If Beale Street Could Talk starts with Tish (Kiki Layne) asking her boyfriend Fonny (Stephan James) “Are you ready for this?” I have been ready for a James Baldwin film adaptation for many years. Since I read "Giovanni’s Room" as a young teen and my mind was opened to queer stories. Since I was given "The Fire Next Time" to read as I made the decision to immigrate to the United States, so that I know what I was getting myself into. "Another Country" remains my favorite novel of all time. I am biased for Baldwin, for his writing, for his ideas, for his power, so I was excited for this film. I was also afraid. Will Barry Jenkins be able to interpret Baldwin’s howls of anger and despair as loud as I heard them reading Baldwin’s prose? I needn’t have worried.

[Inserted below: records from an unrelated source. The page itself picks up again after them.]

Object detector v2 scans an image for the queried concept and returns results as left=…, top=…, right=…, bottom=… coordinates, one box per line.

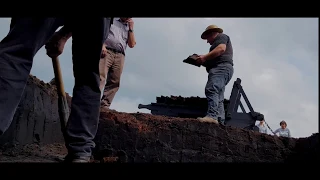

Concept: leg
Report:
left=64, top=18, right=111, bottom=161
left=9, top=17, right=17, bottom=30
left=217, top=86, right=226, bottom=123
left=101, top=53, right=125, bottom=109
left=216, top=63, right=234, bottom=123
left=99, top=51, right=114, bottom=94
left=198, top=63, right=233, bottom=123
left=0, top=18, right=63, bottom=135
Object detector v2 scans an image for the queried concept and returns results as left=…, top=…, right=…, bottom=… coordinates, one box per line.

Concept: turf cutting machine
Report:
left=138, top=78, right=264, bottom=131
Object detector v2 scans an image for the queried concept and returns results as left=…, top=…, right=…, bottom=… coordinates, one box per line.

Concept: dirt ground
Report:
left=1, top=75, right=318, bottom=163
left=0, top=142, right=119, bottom=163
left=0, top=143, right=67, bottom=163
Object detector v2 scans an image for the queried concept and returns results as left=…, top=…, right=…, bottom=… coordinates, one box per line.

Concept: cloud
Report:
left=0, top=18, right=318, bottom=138
left=109, top=96, right=150, bottom=114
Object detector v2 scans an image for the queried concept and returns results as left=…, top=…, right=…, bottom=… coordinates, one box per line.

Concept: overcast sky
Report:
left=0, top=18, right=318, bottom=138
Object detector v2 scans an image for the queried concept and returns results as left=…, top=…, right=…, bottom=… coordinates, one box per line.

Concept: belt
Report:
left=106, top=47, right=125, bottom=56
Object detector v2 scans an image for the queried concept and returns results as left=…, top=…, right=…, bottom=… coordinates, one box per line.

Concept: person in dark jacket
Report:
left=0, top=17, right=111, bottom=163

Set in early-1970s Harlem, Beale Street is about how Fonny and Tish are separated when he’s arrested for a rape that he did not commit...
Tish, while pregnant with Fonny’s child, seeks the help of her parents Sharon (Regina King) and Joseph (Colman Domingo), and her sister Ernestine (Teyonah Parris) to try to prove Fonny’s innocence. All the while in flashback we see how they fell in love, and how a racist cop (Ed Skrein) framed him for this crime. It’s a love story but also a film of ideas about what it means to be born black in this country.
The centerpiece scene of the film - think of it as a microcosm of the movie’s ideas and themes - is when Brian Tyree Henry appears as a friend of Fonny’s who has recently been released from prison for a trumped up charge. Watch him as he tells his story about how that experience broke him, and the historic toll of systemic injustice in this country comes to sharp and vivid light. In King’s big scene, Sharon confronts Fonny’s accuser demanding that the Latina woman (played by Emily Rios) retract her testimony. The scene shows us how these two women of color have the same oppressor. The system, the police, the white man. Yet they can’t help each other. It’s a loud cry against injustice.
In the midst of all this Jenkins has time to spend with his characters. With Sharon as she tries on a wig, with Joseph as he savors his daughter’s pregnancy and wishes for a boy, with Fonny and Tish as they inspect an apartment, have dinner, dance and make love. As an audience we feel the privilege of being privy to these moments. King and Domingo have a warm easy chemistry that enthralls, it is contrasted with the brittle conflicted relationship Fonny’s parents (Michael Beach and Aunjanue Ellis) have with each other; sometimes the toll of life in the system brings people together, sometimes it tears them apart.
The love story is the framework for the story of systematic injustice that envelopes Tish and Fonny and prevents them from being together. And because of that, their love had to be otherwise all positive. Friends becoming lovers, taking care of each other, treating each other with tenderness as a beautiful revolt against the violence that threatens them. It’s also the framework that opens our hearts to the ideas that Baldwin wants us to understand with this story.
Director Barry Jenkins is aided by James Laxton’s beautiful cinematography, rich with light and color and by Nicholas Britell's precise and memorable yet reticent score. In adapting Beale Street, Jenkins absorbed Baldwin, his ideas and their power, and gave us a movie to cherish.